They manually review this data and see that a lot of new deceleration events happen in rainy night scenes at traffic lights. They send this feedback to the ML team.
ML team collects/labels new data and iterates on the model to improve rainy night scene for their traffic light detector.

In this example, we have two participating parties, the ML and Ops teams. The Ops team audits the model to direct the development made by the ML team. The recommendation from the audit is context- and time-specific: There are likely many problems with the current model, but fixing hard-braking is a priority over anything else. Our thesis is that this bifurcation of the ML development cycle emerges everywhere for all businesses that successfully adopt ML - Having an Ops team audit and direct ML development is crucial for the success of an ML deployment because there job is specifically to find what to work on next. We call this process "ML Auditing".

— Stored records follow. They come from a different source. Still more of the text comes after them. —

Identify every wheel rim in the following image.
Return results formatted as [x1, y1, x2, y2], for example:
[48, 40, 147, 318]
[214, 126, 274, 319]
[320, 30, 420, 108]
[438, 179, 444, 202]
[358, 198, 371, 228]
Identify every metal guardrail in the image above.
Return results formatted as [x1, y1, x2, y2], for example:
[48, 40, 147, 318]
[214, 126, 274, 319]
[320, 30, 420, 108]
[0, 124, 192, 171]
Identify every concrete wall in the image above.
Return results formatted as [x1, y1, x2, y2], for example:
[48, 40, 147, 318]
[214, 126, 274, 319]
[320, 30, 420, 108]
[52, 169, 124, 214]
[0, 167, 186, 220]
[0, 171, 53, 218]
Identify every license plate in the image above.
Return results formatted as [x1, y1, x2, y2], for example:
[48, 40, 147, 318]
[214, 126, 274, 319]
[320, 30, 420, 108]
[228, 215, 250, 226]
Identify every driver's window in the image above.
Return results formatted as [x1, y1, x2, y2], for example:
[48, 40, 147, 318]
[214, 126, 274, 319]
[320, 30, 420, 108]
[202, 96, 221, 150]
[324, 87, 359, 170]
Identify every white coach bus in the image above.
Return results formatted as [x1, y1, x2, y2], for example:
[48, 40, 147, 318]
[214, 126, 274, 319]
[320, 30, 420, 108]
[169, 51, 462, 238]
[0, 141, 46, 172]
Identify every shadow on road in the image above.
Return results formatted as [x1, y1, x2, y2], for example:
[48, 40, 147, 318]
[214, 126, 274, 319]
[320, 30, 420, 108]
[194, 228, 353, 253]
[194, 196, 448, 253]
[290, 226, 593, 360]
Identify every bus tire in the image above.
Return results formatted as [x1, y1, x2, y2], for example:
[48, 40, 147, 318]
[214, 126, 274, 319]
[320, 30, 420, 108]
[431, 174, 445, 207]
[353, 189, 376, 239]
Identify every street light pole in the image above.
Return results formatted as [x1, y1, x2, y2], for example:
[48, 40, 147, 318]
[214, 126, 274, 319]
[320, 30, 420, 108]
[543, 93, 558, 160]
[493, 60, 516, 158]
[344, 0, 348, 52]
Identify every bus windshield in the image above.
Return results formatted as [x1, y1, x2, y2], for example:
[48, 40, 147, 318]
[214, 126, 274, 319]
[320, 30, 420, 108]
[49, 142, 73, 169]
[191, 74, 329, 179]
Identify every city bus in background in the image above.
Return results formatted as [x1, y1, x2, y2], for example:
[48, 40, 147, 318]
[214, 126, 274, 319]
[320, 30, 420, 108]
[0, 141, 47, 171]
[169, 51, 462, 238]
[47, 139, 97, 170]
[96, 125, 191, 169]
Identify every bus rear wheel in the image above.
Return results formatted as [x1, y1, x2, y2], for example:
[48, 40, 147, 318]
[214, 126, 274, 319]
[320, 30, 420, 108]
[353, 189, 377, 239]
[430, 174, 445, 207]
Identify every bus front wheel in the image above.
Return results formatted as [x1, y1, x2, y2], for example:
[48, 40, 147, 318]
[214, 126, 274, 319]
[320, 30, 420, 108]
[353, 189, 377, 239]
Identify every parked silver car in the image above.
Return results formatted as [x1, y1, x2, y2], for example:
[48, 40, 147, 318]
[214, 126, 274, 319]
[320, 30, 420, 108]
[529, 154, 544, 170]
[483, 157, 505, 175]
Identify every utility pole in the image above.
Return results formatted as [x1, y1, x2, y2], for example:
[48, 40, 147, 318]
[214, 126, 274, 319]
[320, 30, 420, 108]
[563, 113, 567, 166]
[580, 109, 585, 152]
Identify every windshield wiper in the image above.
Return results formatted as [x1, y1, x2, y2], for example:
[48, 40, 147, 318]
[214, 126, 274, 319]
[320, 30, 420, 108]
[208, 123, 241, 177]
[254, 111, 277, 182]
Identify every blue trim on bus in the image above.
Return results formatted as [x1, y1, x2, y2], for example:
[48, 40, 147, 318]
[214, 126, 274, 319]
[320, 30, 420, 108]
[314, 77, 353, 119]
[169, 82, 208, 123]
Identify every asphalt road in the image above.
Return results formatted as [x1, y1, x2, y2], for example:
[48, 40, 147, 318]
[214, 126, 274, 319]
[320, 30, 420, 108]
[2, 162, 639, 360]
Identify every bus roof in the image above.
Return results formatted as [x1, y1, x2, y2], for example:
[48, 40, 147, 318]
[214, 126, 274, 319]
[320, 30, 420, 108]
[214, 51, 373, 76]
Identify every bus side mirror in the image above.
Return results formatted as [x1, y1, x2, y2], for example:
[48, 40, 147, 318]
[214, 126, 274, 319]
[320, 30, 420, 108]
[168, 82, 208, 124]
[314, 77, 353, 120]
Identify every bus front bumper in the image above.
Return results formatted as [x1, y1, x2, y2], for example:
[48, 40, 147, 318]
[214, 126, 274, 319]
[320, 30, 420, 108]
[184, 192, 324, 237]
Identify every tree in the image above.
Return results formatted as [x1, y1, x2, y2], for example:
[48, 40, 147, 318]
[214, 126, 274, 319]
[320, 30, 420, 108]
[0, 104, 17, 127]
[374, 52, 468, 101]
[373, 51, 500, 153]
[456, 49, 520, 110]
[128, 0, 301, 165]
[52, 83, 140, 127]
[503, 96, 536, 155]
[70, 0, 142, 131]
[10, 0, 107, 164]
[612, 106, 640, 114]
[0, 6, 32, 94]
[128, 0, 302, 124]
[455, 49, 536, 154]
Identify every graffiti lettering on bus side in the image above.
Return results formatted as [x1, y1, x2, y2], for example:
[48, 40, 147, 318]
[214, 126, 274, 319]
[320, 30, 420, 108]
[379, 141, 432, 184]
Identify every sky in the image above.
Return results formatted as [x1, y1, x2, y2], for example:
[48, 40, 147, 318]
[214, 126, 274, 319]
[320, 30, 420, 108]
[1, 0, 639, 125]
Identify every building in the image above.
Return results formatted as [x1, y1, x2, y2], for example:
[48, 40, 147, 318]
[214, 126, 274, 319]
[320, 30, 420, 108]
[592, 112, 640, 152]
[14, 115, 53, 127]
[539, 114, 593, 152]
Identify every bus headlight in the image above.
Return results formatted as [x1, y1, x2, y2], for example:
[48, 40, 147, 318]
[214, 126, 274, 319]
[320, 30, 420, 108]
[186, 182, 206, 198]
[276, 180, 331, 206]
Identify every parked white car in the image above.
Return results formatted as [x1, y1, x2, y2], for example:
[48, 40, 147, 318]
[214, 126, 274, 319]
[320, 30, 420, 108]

Most teams build custom tools and processes to audit their models. They use tools like data triggers, live data sample feeds, and metric dashboards to determine the performance per their KPIs. Many external variables exist in any company's operations that determine how the objective to improve user experience, maximizing revenue or lowering operational costs, is to be incorporated in model development. Understanding which metrics to best target with the model right now is a core responsibility of a Ops team doing ML Auditing.

ML Auditing for the rest of us

If you aren't in this bucket of technical sophistication (most of us aren't), systematically translating business KPIs into ML model improvements is not an easy task. Hiring an ML ops team to build these tools and do the work is a non-intuitive expense for management and demands a rare set of skills. Internal ML teams usually can't keep up with everchanging business context or don't have the time to properly audit their models. Since hiring an internal ML team is hard on its own, many companies relying on external ML vendors to build their models. These teams definitely lack the business context to do this translation themselves. Thus, when these organizations try to adopt ML, these issues culminate in one of the following outcomes:

The model never comes to fruition because the initial translation between ML and business problems is never fully realized. This is caused by misunderstanding by the stakeholder of what ML can do, or lack of business context by the ML team.
The model is built and deployed but no monitoring exists or plan made to make it work in the changing landscape of the business.
The model is built and good changes to it are identified by Ops but never implemented by ML because they moved on to a different project (or the vendor contract ends) and have no incentives to further improve the model.

We need tooling to quickly do and navigate ML model audits. This tooling would need to provide business stakeholders the ability to 1. measure the model's efficacy in their business, and 2. give actionable feedback to model developers that directs development.